Coda File System

Re: replicated servers

From: Patrick Walsh <pwalsh_at_esoft.com>
Date: Thu, 07 Apr 2005 15:44:59 -0600
        I've been trying to get replication to work all day and I think
I've
identified some issues and sharpened my questions.

        First, suppose I have a realms file like this:

realm1          coda1 coda2
realm2          coda2

where coda1 is the scm and coda2 is (supposedly) replicating it.

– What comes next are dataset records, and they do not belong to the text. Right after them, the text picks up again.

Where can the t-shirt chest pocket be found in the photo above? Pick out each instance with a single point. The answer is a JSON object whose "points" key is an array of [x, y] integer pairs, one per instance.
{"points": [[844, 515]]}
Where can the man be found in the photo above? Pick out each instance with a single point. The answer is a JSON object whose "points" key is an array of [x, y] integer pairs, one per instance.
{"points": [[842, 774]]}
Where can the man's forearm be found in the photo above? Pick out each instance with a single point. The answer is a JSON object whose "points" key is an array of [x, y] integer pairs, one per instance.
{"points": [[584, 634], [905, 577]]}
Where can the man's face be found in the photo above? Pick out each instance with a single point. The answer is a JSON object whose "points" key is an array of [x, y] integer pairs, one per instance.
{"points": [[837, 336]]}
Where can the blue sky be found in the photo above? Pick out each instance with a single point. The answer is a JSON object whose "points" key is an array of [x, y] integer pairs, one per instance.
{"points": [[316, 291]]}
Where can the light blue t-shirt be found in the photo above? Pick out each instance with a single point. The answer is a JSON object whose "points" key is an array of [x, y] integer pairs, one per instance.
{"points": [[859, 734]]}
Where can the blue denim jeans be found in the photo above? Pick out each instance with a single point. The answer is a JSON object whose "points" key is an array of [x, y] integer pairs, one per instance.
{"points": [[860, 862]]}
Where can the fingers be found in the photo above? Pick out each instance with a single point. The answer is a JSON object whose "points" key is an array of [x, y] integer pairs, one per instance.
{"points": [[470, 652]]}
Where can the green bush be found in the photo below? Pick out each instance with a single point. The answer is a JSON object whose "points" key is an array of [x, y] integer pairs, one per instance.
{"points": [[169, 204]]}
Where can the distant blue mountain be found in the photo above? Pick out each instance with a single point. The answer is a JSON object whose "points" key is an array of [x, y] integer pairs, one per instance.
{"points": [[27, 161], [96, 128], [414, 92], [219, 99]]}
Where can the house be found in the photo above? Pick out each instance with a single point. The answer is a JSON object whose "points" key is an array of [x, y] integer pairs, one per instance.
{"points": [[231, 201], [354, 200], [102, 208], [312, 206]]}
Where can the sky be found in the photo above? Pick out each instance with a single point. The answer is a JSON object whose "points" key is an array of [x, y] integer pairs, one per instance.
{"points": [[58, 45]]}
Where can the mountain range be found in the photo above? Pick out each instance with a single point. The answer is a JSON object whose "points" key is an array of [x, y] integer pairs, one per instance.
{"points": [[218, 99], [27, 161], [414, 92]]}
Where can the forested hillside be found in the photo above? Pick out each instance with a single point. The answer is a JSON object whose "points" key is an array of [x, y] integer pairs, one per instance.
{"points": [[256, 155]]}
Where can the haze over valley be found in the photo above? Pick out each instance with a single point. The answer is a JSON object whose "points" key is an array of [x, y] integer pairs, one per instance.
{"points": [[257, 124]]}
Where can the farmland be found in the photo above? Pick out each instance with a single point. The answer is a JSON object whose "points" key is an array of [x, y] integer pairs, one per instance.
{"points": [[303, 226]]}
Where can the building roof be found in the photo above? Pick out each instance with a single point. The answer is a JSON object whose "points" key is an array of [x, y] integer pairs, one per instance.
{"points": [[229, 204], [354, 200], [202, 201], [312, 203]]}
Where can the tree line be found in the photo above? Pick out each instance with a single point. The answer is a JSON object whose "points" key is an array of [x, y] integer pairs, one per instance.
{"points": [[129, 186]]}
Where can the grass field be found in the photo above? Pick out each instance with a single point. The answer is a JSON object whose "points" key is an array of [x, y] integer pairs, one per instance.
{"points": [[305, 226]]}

        If I add a file to realm1 and then go to realm2 to see if it has
appeared, I get timeout and permission denied errors.  A `cfs lv` tells
me I'm disconnected from realm2 and no amount of `cfs reconnect` fixes
that.  

        By the way, realm2 doesn't have to be defined, going
to /coda/x.x.x.x
has the same effect when x.x.x.x is the ip of coda2.

        At this point, restarting the client results in an error.  To
get venus
to start again I have to touch /usr/coda/venus.cache/INIT.

        So at this point, I seem to have a replicating server.  However,
I have
a question.  I spent much of the day not realizing the problem stated
above so I was trying to create volumes on the replicated server.  After
analyzing createvol_rep I came up with this command:

volutil -h coda2 create_rep /vicepa /.1 2130706432

where that last number is the decimal representation of the hex number
found in the gruopid column of the / partition on the scm (as shown in
the VRList file). 

        I did this because it looks like createvol_rep will create
volumes on
multiple servers using that command, but won't let you add volumes on
other servers if they come later.

        The question: what is the point of creating volumes on the
replicated
server when it appears that volumes I didn't use volutil to create can
be seen on that server anyway?  Or did creating the "/" partition
trigger everything to work?  (I'll find the answer to that last part
myself soon as I wipe clean the replicating server and try again from
scratch).

..Patrick

On Thu, 2005-04-07 at 08:54 -0600, Patrick Walsh wrote:
>       I need some help setting up a non-scm server.  I ran through
vice-setup
> and configured it appropriately.  I started the updateclnt, auth2, and
> codasrv processes.  After fixing an error where the server couldn't
find
> a ROOTVOLUME file that it wanted to replicate, the db files were
> properly transferred over to the replicated server.  I added the
> replicated server to the servers file.
> 
>       If I use a client to connect directly to the replicated server
(by
> cd'ing to /coda/x.x.x.x using the ip address of the replicated
server),
> I can see a list of the files and directories, but if I try to cd into
> them or cat a file in the root dir, I get permission denied and
timeout
> errors.  I'm logged in as the administrator and my tokens are good for
> x.x.x.x.  
> 
>       I expect I haven't set something up properly, but the
documentation is
> outdated.  For example, the documentation says I should create two new
> entries in the /vice/db/VSGDB file, but there is no longer any such
> file.
> 
>       The non-scm server will simply be replicating the volumes on the
scm --
> it won't have any of its own volumes (unless those are needed for
> replication).
> 
>       I'd really appreciate any help.
> 
>       Also, an unrelated question: if I have a cluster of web servers
using
> coda for shared storage, do I have to worry about their tokens
expiring?
> Do other people use cron jobs to renew their tokens every day or so?
> 
> Thanks,
> 
-- 
Patrick Walsh
eSoft Incorporated
303.444.1600 x3350
http://www.esoft.com/

Received on 2005-04-07 17:46:21